Documentation is automatically built and deployed to GitHub Pages when changes are pushed to the main branch. The deployment is handled by GitHub Actions workflows defined in .github/workflows/deploy.yml and .github/workflows/docs.yml.

Project Structure

root_finding/
├── .github/                  # GitHub configuration
│   ├── ISSUE_TEMPLATE/      # Issue templates
│   │   ├── 01-bug-report.yml
│   │   └── config.yml
│   ├── workflows/           # GitHub Actions workflows
│   │   ├── deploy.yml       # Documentation deployment
│   │   ├── docs.yml         # Documentation build
│   │   └── pytest.yml       # Test automation
│   └── PULL_REQUEST_TEMPLATE.md
├── src/root_finding/        # Source code
│   ├── bisection/          # Bisection method implementation
│   │   ├── __init__.py
│   │   ├── bisection.py
│   │   └── bisection_find_roots.py
│   ├── __init__.py
│   ├── hybrid.py           # Hybrid method implementation
│   ├── newton1d.py         # Newton-Raphson implementation
│   └── plot_root.py        # Visualization tools
├── tests/                  # Test suite
│   ├── unit/              # Unit tests
│   │   ├── test_bisection.py
│   │   ├── test_bisection_find_roots.py
│   │   ├── test_example.py
│   │   ├── test_hybrid.py
│   │   ├── test_newton1d.py
│   │   └── test_plot_root.py
│   └── ...
├── docs/                   # Documentation source (Quarto)
│   ├── reference/         # API reference documentation
│   │   ├── bisection.bisection.qmd
│   │   ├── bisection.bisection_find_roots.qmd
│   │   ├── hybrid.qmd
│   │   ├── newton1d.qmd
│   │   ├── plot_root.qmd
│   │   └── ...
│   ├── index.qmd          # Home page
│   ├── reference.qmd      # API reference index
│   └── tutorial.qmd       # Tutorial
├── _quarto.yml            # Quarto configuration
├── pyproject.toml         # Project configuration
├── environment.yml        # Conda environment specification
├── CHANGELOG.md           # Version history
├── CODE_OF_CONDUCT.md     # Community guidelines
├── CONTRIBUTING.md        # Contribution guidelines
├── DEVELOPMENT.md         # Development documentation
├── LICENSE                # MIT License
└── README.md             # This file

Contributing

We welcome contributions! Please see our Contributing Guidelines and Development Documentation for details on how to contribute to this project.

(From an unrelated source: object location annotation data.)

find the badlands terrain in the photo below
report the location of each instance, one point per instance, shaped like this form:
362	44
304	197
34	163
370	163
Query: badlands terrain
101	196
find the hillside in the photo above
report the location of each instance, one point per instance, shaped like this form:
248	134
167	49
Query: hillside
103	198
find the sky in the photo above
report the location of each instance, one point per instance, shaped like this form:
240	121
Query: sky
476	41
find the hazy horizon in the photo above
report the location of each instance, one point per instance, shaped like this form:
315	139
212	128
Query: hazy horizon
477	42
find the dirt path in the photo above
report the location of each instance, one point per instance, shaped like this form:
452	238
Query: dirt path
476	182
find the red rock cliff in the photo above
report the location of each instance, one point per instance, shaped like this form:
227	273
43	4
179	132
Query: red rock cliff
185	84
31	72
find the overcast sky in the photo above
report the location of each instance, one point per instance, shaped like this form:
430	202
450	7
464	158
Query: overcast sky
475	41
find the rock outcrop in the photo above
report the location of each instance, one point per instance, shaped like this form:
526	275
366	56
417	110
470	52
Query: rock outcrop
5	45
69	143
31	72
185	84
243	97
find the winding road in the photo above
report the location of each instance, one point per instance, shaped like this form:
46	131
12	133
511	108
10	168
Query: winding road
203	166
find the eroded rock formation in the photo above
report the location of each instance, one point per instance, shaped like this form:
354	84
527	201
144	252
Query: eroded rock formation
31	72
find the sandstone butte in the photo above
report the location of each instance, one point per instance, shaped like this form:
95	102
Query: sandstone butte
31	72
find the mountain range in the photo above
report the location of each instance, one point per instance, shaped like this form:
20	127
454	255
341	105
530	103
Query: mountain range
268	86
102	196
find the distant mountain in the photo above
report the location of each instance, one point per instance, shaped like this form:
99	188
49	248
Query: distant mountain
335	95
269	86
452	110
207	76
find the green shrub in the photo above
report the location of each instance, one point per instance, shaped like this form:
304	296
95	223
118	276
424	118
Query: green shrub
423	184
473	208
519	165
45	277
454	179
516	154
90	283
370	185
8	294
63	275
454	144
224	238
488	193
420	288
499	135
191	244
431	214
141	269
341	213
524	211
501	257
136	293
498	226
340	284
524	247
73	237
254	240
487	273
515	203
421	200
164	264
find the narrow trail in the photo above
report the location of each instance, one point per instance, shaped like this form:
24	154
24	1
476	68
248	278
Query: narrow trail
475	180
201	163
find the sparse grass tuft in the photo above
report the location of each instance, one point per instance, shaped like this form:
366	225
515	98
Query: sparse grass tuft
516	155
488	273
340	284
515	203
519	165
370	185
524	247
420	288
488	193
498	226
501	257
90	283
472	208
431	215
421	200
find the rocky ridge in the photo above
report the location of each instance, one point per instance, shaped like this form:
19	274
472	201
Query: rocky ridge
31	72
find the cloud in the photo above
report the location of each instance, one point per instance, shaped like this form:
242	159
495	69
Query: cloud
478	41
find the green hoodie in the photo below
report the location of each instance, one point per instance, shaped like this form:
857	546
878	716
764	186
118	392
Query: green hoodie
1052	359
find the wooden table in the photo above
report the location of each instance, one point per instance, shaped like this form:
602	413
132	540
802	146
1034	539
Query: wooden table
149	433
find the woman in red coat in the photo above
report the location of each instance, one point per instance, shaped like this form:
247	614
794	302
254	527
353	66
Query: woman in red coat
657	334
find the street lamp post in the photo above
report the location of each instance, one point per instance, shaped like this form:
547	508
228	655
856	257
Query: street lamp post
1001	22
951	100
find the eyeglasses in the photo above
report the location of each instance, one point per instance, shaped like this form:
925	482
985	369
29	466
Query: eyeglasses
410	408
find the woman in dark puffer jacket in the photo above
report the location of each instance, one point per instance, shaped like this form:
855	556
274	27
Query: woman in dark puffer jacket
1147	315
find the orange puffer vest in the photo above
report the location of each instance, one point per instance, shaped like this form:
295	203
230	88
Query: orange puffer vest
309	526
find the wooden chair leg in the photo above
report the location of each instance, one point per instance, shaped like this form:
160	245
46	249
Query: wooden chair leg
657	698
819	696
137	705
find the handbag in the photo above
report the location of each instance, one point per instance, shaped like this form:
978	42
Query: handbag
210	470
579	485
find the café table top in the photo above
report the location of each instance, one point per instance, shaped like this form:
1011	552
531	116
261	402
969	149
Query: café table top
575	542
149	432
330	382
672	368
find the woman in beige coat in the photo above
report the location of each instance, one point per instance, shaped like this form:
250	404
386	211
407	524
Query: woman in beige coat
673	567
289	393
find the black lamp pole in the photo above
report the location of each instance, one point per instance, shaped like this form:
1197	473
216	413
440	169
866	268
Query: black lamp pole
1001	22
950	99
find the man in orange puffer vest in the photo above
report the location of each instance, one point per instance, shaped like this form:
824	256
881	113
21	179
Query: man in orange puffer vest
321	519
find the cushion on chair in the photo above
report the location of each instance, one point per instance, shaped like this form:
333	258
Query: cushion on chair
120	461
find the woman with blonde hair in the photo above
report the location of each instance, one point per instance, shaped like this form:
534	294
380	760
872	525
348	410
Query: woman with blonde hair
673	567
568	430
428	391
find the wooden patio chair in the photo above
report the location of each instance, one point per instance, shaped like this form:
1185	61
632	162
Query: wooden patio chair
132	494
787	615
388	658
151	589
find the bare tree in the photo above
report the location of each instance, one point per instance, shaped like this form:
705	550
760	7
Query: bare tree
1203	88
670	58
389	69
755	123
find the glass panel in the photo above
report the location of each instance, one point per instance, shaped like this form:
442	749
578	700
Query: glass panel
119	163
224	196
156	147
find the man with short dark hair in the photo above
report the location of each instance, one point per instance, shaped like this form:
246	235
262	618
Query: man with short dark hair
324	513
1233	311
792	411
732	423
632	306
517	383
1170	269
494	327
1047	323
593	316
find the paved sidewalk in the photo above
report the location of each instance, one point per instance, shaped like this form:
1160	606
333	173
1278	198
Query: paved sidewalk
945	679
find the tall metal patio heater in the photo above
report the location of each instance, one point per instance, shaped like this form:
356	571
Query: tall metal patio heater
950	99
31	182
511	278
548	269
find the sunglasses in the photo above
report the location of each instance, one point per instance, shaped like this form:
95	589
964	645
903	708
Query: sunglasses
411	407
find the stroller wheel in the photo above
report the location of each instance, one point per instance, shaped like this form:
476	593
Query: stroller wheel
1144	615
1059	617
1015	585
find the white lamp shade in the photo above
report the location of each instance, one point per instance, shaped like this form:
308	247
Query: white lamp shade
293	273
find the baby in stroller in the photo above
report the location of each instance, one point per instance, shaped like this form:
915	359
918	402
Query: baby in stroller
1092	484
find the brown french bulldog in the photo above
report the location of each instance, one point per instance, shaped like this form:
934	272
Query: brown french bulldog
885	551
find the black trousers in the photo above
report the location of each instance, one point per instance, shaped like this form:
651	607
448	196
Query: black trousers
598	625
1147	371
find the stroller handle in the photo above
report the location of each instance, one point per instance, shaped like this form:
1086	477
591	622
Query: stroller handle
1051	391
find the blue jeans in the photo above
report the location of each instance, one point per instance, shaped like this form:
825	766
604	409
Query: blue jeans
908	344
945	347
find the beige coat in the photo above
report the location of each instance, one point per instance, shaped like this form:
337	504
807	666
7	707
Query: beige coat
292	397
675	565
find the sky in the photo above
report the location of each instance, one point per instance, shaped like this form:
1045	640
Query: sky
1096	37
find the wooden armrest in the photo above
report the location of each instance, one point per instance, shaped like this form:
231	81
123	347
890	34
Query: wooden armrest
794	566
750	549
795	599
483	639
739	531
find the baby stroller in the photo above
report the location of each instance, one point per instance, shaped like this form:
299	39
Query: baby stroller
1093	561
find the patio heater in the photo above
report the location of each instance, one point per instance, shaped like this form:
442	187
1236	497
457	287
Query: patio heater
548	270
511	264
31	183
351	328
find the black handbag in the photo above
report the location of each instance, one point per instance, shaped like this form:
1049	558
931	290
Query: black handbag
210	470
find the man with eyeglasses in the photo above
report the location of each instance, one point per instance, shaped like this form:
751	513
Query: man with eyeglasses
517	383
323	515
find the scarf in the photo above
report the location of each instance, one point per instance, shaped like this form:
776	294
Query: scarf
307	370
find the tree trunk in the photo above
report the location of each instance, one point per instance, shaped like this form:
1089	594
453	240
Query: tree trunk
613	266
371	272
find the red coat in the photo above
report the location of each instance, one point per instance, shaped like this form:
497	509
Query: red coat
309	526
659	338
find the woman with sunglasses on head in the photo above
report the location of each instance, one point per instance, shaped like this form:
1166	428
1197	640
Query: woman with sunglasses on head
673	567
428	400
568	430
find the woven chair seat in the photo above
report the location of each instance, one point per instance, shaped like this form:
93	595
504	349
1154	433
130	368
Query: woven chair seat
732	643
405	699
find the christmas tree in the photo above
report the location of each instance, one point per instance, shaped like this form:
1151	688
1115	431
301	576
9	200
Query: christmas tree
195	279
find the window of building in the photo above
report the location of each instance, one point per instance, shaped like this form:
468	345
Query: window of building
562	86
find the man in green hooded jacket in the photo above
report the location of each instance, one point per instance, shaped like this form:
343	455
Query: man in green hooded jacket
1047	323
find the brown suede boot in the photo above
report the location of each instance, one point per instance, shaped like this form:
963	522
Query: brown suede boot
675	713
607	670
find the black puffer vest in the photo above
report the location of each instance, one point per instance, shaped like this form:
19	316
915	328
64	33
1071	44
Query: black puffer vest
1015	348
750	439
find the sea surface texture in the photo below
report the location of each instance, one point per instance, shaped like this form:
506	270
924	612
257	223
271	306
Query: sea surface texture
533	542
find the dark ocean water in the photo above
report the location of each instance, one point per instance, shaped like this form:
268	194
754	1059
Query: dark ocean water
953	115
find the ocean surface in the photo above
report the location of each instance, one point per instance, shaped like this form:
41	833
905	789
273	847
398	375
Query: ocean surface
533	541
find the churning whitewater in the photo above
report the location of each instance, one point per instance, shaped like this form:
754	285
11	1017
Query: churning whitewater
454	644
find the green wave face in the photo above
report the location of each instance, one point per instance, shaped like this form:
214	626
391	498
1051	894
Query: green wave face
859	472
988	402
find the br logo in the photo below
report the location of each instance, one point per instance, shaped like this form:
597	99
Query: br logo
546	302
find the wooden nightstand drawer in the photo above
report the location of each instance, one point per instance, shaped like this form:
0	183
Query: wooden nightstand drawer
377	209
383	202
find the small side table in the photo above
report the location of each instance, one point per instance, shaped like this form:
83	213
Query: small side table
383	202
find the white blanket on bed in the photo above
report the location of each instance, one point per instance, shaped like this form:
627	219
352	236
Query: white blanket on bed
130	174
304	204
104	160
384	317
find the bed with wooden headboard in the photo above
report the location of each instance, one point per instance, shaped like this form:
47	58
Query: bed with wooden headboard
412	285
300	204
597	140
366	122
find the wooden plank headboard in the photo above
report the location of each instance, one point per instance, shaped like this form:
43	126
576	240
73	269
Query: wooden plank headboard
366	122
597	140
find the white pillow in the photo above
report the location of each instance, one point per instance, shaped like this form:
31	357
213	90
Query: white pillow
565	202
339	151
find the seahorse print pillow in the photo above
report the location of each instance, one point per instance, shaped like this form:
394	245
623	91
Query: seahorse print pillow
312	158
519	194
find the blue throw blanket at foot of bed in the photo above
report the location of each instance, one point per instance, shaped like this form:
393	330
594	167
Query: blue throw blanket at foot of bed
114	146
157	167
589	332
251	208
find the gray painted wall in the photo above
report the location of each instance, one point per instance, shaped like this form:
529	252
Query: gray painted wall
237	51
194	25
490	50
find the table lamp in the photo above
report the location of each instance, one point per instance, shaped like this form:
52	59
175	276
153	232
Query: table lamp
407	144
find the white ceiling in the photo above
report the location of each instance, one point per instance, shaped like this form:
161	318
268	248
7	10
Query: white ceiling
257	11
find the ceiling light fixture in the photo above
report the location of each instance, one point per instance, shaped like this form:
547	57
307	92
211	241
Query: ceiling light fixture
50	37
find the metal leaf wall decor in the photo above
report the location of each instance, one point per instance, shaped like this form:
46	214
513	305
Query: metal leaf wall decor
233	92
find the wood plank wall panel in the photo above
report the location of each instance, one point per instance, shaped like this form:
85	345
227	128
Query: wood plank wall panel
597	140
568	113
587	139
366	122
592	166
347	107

Please also review our Code of Conduct before participating.

Development Workflow

1. Create a new branch for your feature

   git checkout -b feature-name

2. Make your changes and add tests

3. Run tests to ensure everything works

   pytest

4. Update documentation if needed

   cd docs
   quartodoc build
   quarto preview

5. Commit and push your changes

   git add .
   git commit -m "Description of changes"
   git push origin feature-name

6. Create a pull request on GitHub

Copyright

• Copyright © 2026 Harrison Li, Devon Vorster, Li Pu.
• Free software distributed under the MIT License.